32.14 Latin Hypercube Sampling
Latin Hypercube Sampling (LHS) is a statistical method for generating a near-random sample of parameter values from a multidimensional distribution. Within TreeAge Pro, we apply this to all sampled distributions that together represent a multi-dimensional parameter space.
By default, TreeAge Pro draws samples from each distribution independently, which is typically appropriate. However, if you have a large number of distributions and/or long analyses, Latin Hypercube Sampling can generate a set of samples that represent the overall parameter set with fewer PSA model calculations. You might choose to use this option if your PSA analysis is taking a long time and you want to try running it with fewer iterations.
How does Latin Hypercube Sampling work?
Latin Hypercube Sampling (LHS) divides the distribution parameter space into multi-dimensional "hypercubes" and generates samples such that each dimension of a hypercube is only used once. This prevents very similar samples from being drawn from any single distribution. In theory, LHS can generate a set of samples that represents the overall parameter space with fewer actual sample sets.
To better understand this concept, let's examine example model Latin Hypercube Sampling.trex and run some analyses. The first strategy samples two uniform distributions that only return integers between 1 and 8. Limiting these distributions to integers highlights that each sampled value will not be repeated when using LHS.
If we run PSA with 8 iterations on the first strategy without LHS, the distributions will be sampled independently. The CE scatterplot below illustrates these samples with one distribution for "cost" y-axis and the other for "effectiveness" x-axis.
Note that for each distribution, several values were sampled more than once. For example, on the x-axis, distribution Uniform_X generated the value 3 four times. There are also repeated sampled values from the Uniform_Y distribution. In this analysis, the repeat samples are especially apparent since there are only 8 distinct possible samples from each distribution.
Latin Hypercube Sampling restricts sampling to avoid previously drawn samples within the overall hypercube.

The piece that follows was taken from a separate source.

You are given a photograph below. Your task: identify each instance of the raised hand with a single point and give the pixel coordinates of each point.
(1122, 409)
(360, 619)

Now let's run the same analysis with Latin Hypercube Sampling through Tree Preferences > Monte Carlo Options > Distribution Sampling as shown below.
When we run the same analysis and graph with LHS, we get unique samples from each distribution because previously used samples are avoided.

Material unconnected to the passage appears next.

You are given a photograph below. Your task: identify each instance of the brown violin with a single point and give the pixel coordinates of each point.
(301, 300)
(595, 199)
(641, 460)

LHS was able to better represent the full parameter space with 8 total samples that clearly was not achieved without LHS.
The example above is an extreme example of LHS because there were 8 samples in the analysis and there were only 8 possible values to sample from each distribution. Let's look at a more general example using the second strategy with two normal distributions. For these analyses, we will run 100 samples with and without LHS sampling.

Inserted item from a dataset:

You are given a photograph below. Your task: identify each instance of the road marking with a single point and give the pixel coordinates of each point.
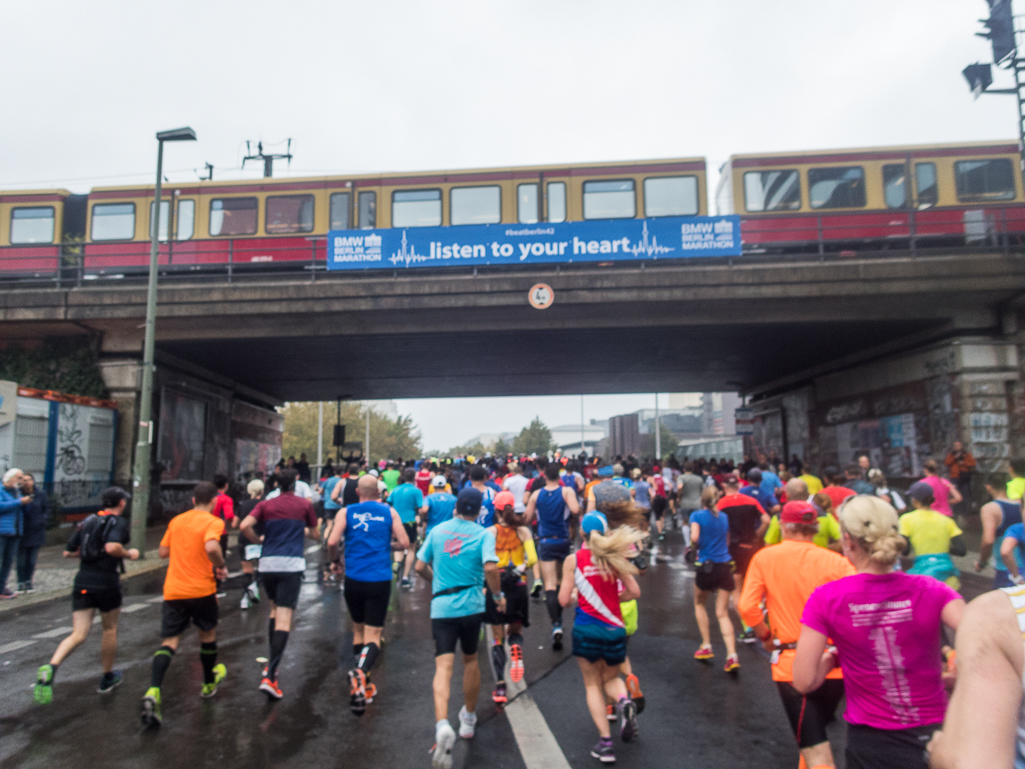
(14, 646)
(55, 633)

Note that normal distributions are continuous, so the total parameter space for each distribution is divided into 100 intervals based on the number of samples drawn. No two samples from any distribution will be drawn from the same interval in multiple dimensions.
Without LHS, you see some bunching of values vertically and horizontally.
With LHS, there is less bunching because each sampled value "hypercube" in the graph does not allow repeated values either vertically or horizontally. Note this is less obvious when the samples are within a continuous range because the dimensions of the cube are ranges of values.
Note that we have presented these results in 2 dimensions for visualization, but the hypercube will be N-dimensional based on the number of distributions sampled.
Typically, LHS sampling would be applied using each distribution's native shape. The "use uniform shape" option equally distributes values within the 95% confidence interval rather than following the shape of the distribution (where normal distribution samples will tend to be close to the mean).